L’administration Obama est toute nouvelle. Pour ce que j’observe, ils continuent la politique antérieure de l’administration concernant les privilèges des secrets d’Etat. Quant à la protection de ceux qui dénoncent cela et à la législation les concernant, la nouvelle équipe de la Maison Blanche a déjà dit clairement qu’ils ne veulent accorder aucune protection pour ceux qui dénoncent la sécurité nationale – à savoir ceux issus du FBI, de la CIA et de tous les autres institutions en liaison avec les services secrets et le maintien de l’ordre, et bien sûr le Département d’Etat.

Quant aux principaux médias, du moins pour ce que j’observe, la situation s’est en fait aggravée. C’est, à mon avis, la principale raison qui se cache derrière l’inaction et l’absence de volonté de rechercher des responsables, de la part du Congrès et de la Maison Blanche. Et la pression des principaux médias n’existant pas, ils se gardent naturellement de le faire. Ils sont conditionnés par cette pression. Or, aujourd’hui, les principaux médias ne remplissent pas leur rôle et leur responsabilité en exerçant cette pression.

Des trois – le Congrès, le pouvoir exécutif et les médias – je dirais qu’en l’espèce, le principal coupable ce sont les grands médias.

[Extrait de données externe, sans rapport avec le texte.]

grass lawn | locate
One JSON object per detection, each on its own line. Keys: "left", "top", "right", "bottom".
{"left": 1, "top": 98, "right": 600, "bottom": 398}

Khatchig Mouradian : L’exemple le plus récent de ce silence assourdissant des grands médias a été ta déposition dans l’affaire Schmidt-Krikorian, le 8 août dernier. Tu évoquais sous serment comment le gouvernement turc et une nébuleuse de groupes de pression, d’officiels américains de haut rang et de membres du Congrès ont été conduits à la trahison et au chantage. Une affaire énorme à tout point de vue, et qui n’a été couverte que par la presse arménienne et quelques blogs. Comment expliques-tu ce silence ?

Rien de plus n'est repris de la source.